Results of EMD for stage-1 of hierarchical recognition

Comparing Tables 4 to 6 and Tables 5 to 7, we observe that the results are slightly worse using EMD. Namely, the recognition rates are more fair using the Bayesian approach; and families, couples and friends are recognized with better accuracy.

Hierarchical stage-2

Results of Bayesian approach for stage-2 of hierarchical recognition

From Table 8, it is seen that the correct relation is always identified with higher rate (i.e. the diagonal entries are always higher than the other entries on the same rows.). In addition, leaving colleagues out in stage-1 of hierarchical classification, friends have the best recognition rate due to its similarity to colleagues and difference to families and couples.
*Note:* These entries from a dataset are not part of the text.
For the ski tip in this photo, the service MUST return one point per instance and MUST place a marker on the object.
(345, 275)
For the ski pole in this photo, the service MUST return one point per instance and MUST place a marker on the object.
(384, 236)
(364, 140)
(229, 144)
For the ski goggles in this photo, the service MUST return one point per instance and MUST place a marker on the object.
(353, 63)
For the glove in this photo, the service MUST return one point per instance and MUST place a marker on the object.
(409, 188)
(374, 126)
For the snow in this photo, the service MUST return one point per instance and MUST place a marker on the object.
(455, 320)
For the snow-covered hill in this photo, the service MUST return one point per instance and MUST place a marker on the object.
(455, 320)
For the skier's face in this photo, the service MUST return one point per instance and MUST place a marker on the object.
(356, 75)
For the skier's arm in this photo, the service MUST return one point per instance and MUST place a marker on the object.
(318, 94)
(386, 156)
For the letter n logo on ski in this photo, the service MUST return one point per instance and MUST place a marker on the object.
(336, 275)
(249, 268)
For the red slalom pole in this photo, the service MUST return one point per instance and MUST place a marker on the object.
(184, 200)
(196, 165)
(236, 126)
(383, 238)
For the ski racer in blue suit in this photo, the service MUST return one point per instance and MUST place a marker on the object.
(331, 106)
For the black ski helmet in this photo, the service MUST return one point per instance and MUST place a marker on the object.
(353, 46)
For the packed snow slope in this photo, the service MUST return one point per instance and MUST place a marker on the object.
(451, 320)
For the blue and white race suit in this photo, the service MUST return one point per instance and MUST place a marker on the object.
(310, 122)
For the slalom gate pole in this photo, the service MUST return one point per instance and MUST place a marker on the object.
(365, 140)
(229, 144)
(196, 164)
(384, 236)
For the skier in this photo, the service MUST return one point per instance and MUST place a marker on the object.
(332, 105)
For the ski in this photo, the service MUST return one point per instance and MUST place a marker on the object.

Results of EMD for stage-2 of hierarchical recognition

Using EMD instead of the Bayesian approach at stage-2 of hierarchical classification, we see that the method fails in attaining always the maximum recognition rate on the diagonal. As shown by Table 2, the “leisure” categories are, even between them, harder to distinguish also for human coders. Furthermore, the confusion between couples and families, which is particularly high in Table 9, is one of the most common also between human coders. This confusion is due to a few reasons. First of all, here the category of families covers all the dyads that are labeled as family, irrespective of their age profile. Therefore, couples that seem to be married are labeled as families, whereas couples that seem to be unmarried are labeled as couples. In order to better indicate the effect of this factor, we applied the same recognition problem to a subset of dyads, where all dyads labeled as families involve at least one member below 15 years old (see Different definition for the family relation section and S6 Appendix).

Non-Hierarchical

Results of Bayesian approach for non-hierarchical recognition

In Table 10, we may see that the correct relation is always identified with a higher rate (i.e. the maximum value on a row is always at the diagonal entry.). Relatively high failure rates are present, when friends are mislabeled as colleagues, and when couples are mislabeled as families. As already stated, the confusion between these categories is present, although at a much lower level, even between human coders (see Table 2).

Results of EMD for non-hierarchical recognition

The EMD method fails in attaining maximum recognition rates on the diagonal in the non-hierarchical process (see Table 11). In particular, when compared to the Bayesian method, the confusion between families and couples is particularly high (the method appears to have a strong bias towards couples), while the confusion between colleagues and friends is very similar in the two methods (standard errors are typically of order 1%). Nevertheless, a fair comparison on the trajectory level between the two methods is discussed in Comparing Bayesian approach and functional metric methods section.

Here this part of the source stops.